Academic background
- Alma mater: The Ohio State University (PhD)
- Doctoral advisor: Brian D. Joseph

Academic work
- Discipline: Linguistics
- Sub-discipline: Morphology, Slavic Linguistics
- Website: OSU faculty page

= Andrea Sims =

American linguist

Andrea D. Sims is a linguist and professor in the Department of Linguistics at The Ohio State University (OSU). She researches morphological theory, especially inflection, focusing primarily on the Slavic languages.

==Biography==

Sims earned her PhD in linguistics at The Ohio State University in 2006 with a dissertation entitled, "Minding the gaps: Inflectional defectiveness in a paradigmatic theory".

Sims worked at Northwestern University as a postdoctoral fellow from 2006 until 2008, before starting at Ohio State in 2008 as an assistant professor, and she was promoted to the position of Professor in 2024.

== Awards and honors ==

Sims has received major grant funding from the National Science Foundation for her academic work, most recently for the project Neural discovery of abstract inflectional structure (2022–2026).

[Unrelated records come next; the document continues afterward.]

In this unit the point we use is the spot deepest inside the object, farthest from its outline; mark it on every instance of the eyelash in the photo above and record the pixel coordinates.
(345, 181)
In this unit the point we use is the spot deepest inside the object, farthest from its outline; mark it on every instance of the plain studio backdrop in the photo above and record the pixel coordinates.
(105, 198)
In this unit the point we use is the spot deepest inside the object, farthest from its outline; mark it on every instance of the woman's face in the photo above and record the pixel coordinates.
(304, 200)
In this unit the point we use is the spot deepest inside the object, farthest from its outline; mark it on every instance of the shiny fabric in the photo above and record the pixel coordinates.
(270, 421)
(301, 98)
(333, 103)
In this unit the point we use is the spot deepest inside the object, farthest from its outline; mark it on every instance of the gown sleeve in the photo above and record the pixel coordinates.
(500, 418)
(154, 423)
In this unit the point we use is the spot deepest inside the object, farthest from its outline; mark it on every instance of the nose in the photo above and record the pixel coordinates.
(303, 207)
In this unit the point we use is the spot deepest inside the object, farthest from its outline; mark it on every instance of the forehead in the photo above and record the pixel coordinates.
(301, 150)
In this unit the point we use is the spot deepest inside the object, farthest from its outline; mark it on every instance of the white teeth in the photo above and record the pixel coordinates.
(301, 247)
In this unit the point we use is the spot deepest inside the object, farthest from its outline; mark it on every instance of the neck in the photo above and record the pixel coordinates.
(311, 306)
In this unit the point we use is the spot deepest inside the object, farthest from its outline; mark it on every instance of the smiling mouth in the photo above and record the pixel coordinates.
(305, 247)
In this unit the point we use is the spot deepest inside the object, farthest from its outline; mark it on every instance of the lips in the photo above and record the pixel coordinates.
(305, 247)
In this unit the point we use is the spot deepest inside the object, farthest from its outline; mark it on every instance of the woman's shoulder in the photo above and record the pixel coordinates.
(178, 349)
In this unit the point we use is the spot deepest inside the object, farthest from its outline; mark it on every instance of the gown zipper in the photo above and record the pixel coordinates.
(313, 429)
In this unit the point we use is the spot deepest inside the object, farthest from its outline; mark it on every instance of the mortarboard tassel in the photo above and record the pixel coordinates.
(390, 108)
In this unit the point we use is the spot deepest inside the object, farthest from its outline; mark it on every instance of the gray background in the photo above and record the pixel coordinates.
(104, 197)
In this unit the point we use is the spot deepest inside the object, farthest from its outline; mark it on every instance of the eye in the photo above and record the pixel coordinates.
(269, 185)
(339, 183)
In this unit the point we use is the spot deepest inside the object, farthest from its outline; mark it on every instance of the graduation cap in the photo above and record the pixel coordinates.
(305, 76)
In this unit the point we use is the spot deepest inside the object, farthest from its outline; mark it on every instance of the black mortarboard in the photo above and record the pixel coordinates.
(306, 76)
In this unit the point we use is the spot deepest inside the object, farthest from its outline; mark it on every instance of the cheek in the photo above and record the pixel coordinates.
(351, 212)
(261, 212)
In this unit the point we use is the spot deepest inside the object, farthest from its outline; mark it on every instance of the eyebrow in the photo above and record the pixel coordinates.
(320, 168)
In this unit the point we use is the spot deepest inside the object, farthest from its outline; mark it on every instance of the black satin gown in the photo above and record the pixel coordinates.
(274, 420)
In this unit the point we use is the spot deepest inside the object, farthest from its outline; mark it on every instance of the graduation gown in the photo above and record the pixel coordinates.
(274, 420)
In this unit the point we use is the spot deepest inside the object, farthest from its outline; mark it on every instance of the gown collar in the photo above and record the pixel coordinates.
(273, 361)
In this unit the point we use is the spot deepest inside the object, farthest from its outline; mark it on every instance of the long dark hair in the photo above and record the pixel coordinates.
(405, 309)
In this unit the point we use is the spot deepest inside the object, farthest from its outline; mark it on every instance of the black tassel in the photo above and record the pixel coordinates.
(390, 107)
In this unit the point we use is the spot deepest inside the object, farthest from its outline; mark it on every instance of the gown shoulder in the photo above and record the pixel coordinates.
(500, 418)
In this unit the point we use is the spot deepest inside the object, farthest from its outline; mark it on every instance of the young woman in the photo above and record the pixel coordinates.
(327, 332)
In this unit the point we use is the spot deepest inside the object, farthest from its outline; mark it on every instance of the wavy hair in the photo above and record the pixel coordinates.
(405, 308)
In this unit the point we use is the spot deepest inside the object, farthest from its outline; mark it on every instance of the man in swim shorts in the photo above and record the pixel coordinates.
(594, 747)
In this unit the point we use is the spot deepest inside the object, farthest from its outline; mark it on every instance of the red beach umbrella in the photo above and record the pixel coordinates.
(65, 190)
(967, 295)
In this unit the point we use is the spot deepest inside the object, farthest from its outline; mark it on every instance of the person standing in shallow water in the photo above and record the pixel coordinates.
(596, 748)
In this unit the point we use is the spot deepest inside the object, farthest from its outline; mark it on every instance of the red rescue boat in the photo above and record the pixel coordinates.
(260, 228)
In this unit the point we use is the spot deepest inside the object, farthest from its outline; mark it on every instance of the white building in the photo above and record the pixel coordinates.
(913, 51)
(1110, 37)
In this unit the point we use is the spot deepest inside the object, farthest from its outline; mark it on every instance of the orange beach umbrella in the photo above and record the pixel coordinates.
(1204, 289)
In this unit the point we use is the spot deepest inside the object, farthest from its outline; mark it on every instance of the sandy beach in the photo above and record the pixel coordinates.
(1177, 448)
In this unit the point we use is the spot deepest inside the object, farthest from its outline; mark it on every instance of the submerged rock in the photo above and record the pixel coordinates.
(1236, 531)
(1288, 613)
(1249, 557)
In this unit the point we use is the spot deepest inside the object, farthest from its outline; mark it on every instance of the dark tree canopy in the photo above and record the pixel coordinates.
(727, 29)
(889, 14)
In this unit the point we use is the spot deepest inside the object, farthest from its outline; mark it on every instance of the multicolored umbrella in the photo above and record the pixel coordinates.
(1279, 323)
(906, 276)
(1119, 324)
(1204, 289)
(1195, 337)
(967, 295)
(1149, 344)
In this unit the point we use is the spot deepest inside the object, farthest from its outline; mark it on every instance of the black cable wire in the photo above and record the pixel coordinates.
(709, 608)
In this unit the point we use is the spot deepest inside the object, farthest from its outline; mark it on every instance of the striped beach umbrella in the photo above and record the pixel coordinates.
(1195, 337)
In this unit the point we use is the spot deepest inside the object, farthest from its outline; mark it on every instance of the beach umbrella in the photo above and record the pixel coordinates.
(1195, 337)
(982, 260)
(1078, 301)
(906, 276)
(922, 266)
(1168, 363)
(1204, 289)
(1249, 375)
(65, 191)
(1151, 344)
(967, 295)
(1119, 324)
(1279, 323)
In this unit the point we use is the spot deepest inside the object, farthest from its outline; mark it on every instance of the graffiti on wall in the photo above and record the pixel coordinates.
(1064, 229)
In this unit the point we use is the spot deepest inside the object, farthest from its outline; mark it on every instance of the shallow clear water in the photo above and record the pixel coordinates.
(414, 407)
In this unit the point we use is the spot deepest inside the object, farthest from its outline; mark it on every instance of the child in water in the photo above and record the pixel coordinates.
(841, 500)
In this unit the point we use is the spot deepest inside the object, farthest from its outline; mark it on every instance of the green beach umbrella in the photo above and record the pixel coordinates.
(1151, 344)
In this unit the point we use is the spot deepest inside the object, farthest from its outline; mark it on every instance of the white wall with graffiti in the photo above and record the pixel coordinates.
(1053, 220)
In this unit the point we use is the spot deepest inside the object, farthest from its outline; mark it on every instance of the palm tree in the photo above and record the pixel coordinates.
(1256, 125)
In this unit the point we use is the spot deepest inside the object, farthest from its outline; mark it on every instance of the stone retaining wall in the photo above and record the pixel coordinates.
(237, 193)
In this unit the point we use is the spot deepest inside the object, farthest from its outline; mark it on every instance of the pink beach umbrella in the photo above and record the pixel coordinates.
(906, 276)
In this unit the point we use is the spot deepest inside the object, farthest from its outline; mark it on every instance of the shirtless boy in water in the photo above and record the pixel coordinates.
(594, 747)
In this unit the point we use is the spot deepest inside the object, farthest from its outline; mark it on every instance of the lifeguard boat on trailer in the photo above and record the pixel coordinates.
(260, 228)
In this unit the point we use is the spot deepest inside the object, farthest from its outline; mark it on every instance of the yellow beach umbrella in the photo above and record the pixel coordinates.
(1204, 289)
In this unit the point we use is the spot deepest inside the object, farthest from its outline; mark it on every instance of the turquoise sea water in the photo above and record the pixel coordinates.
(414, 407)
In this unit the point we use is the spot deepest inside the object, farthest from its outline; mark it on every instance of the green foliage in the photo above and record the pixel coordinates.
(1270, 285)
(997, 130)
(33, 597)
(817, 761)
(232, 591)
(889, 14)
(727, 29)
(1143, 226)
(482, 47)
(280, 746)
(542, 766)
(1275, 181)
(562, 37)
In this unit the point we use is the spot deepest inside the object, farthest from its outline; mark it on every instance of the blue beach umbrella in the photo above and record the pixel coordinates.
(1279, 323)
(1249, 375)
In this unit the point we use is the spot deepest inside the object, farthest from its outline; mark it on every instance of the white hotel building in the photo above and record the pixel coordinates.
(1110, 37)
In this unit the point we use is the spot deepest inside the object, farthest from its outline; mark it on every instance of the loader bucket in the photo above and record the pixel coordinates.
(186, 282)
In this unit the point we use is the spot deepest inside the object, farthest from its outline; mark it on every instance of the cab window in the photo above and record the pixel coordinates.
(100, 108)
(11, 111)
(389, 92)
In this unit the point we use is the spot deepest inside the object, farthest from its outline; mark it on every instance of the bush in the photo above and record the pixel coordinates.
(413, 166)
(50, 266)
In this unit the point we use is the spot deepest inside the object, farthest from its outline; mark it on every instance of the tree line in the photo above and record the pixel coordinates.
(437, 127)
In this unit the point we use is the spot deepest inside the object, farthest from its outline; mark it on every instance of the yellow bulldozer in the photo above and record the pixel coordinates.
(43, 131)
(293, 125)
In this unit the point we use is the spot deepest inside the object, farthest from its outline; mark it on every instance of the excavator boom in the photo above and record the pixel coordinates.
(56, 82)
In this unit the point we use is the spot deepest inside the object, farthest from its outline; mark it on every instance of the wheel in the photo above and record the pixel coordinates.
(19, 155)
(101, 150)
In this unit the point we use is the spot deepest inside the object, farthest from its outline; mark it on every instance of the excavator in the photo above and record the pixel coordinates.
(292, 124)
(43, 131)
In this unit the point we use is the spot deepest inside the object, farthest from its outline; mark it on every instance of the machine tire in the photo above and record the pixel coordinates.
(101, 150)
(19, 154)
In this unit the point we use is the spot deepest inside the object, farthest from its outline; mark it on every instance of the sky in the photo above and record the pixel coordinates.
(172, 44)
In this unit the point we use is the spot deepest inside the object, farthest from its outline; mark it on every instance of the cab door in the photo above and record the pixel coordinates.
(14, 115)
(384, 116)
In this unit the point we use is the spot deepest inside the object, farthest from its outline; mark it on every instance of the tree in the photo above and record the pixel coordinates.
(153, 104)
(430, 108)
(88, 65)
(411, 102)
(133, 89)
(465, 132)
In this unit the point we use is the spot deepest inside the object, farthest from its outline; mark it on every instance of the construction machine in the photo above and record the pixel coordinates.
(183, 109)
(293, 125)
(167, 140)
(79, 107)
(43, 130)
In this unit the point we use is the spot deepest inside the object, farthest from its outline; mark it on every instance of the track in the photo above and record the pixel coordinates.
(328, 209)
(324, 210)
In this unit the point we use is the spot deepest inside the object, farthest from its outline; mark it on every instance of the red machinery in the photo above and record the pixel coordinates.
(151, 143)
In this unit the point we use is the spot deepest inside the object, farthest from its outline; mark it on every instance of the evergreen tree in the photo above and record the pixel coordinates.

In 2025, Sims was elected as a Fellow of the Linguistic Society of America.

Sims serves as a co-Editor of the journal Word Structure.

== Selected publications ==

- Haspelmath, Martin (2013). "Understanding Morphology"
- Sims, Andrea D. (2015). "Inflectional Defectiveness | Cambridge Studies in Linguistics"
- Andrea D. Sims. 2023. Defectiveness. In The Wiley Blackwell companion to morphology, edited by Peter Ackema, Sabrina Bendjaballah, Eulàlia Bonet, and Antonio Fábregas. Wiley Blackwell.
- Sara Court, Andrea D. Sims and Micha Elsner. 2023. Analogy in contact: Modeling Maltese plural inflection. Proceedings of the Society for Computation in Linguistics 6: 35–46.
- Mark Aronoff and Andrea D. Sims. 2023. The relational nature of morphology. In Linguistic morphology in the mind and brain, edited by Davide Crepaldi, 7-25. London: Routledge.